ETH-Präsident Joël Mesot über Weiterbildung
Fit fürs digitale Zeitalter

Joël Mesot ist Präsident der ETH. Der erste Romand in diesem Amt seit über 100 Jahren. In dieser Kolumne widmet er sich der Sicherheit im Internet.
Publiziert: 15.06.2019 um 14:52 Uhr
Der Physiker Joël Mesot ist seit über 100 Jahren der erste Präsident der ETH Zürich aus der Romandie.
Joël Mesot

Nennen wir sie Petra. Sie hat – 2029 – eben ihr CAS-Diplom als Spezia­listin für Augmented-Reality-­Anwendungen erhalten und wird das neu erworbene Wissen künftig für eine Warenkette einsetzen, wo sie personalisierte Reisen durch die virtuelle Produktewelt kreiert. Petra ist natürlich ebenso fiktiv, wie die Beschreibung ihres Berufsbildes spekulativ ist. Hingegen können zwei Annahmen in meinem Beispiel als gesichert gelten: Zum einen werden sich aus neuen Technologien neue Berufsprofile ergeben, und zum andern wird die Weiterbildung in der digitalen Welt zur ­Lebensaufgabe.

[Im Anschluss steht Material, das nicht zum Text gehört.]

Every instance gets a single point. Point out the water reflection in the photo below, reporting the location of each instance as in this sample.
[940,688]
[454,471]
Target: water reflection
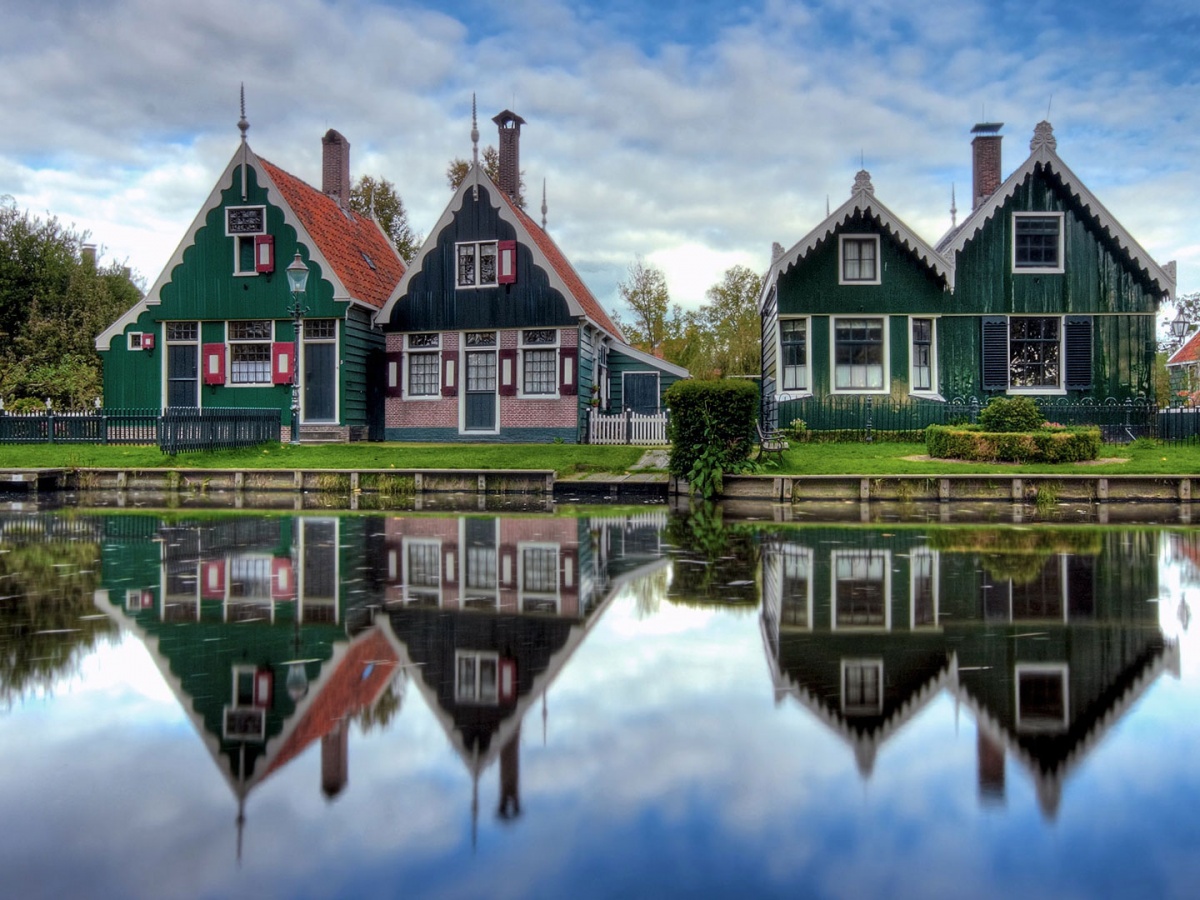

Digitale Weiterbildung ist eine Marktlücke

Diese Zukunft hat bereits begonnen, und das Weiterbildungs­angebot wächst. Neue Anbieter wie Coding-Akademien etwa ­haben eine Marktlücke entdeckt und vermitteln Programmierkenntnisse. Auch für eine technische Hochschule wird das ­Thema wichtiger, weshalb die ETH den Bereich der Weiter­bildung vor einem Jahr neu ­gebündelt hat. Seit 2015 ist die Zahl der Weiterbildungsangebote von 30 auf 52 angewachsen, acht ­weitere Programme sind in Vorbereitung. Darunter Zertifi­kate (CAS), Diplome (DAS) oder ­Master of Advanced Studies (MAS). Die Themenpalette ist – der technologischen Entwicklung gehorchend – ausgeweitet worden und umfasst Angebote in ­Cybersecurity, Datenwissenschaft oder Zertifikationslehrgänge wie International Policy and Advo­cacy.

Mehr noch als in der Grundausbildung versucht man in der Weiterbildung auf die raschen ­beruflichen und wirtschaftlichen Entwicklungen zu reagieren. Dazu zwei Beispiele. Das erste ist ein neues Sabbatical (CAS) für qualifizierte technische Fach-­kräfte mit mehrjähriger Industrieerfahrung. Das Angebot ist massgeschneidert. Es kann eine Person oder eine Gruppe umfassen, kann zwei oder mehrere ­Monate dauern. Mentoren stehen aus mehr als 70 Forschungsgruppen zur Verfügung. Ein Kerngedanke des Sabbatical ist, dass sich Kursteilnehmende an Forschungsarbeiten beteiligen und Lehrveranstaltungen besuchen und dass die Mentoren der ETH ­ihrerseits von den Erfahrungen und dem Industrie-Know-how profitieren. Wissen soll in beide Richtungen fliessen.

Lebenslanges Lernen wird Pflicht

Ein zweites Angebot, das diesen Herbst beginnt, richtet sich an Personen aus dem Management ohne technisch-naturwissenschaftlichen Hintergrund. Das MAS-Programm «Applied Technology» soll Führungskräften ein besseres Verständnis von Informations­systemen und technischen Entwicklungen geben, die den ­Rahmen bilden für Innovationen, sei dies in einer grossen Firma oder einem KMU. So wie sich ­Ingenieure in einer Zweitaus­bildung das nötige Management-Rüstzeug holen, sollen hier ­Führungskräfte die wesentlichen ­Treiber der Digitalisierung verstehen und sich zunutze machen können. Es gibt inzwischen viele Studien über die Auswirkungen des digitalen Wandels auf die Arbeitswelt. Während die einen die ­Gefahren betonen, sehen andere Chancen, dass mehr neue Stellen entstehen als alte wegfallen. Um diese Chancen nutzen zu können, braucht es die Bereitschaft, sich auf lebenslanges Lernen einzulassen. Aber auch eine Personalentwicklung, die Mitarbeitende mit gezielter Weiterbildung fit hält für den Arbeitsmarkt.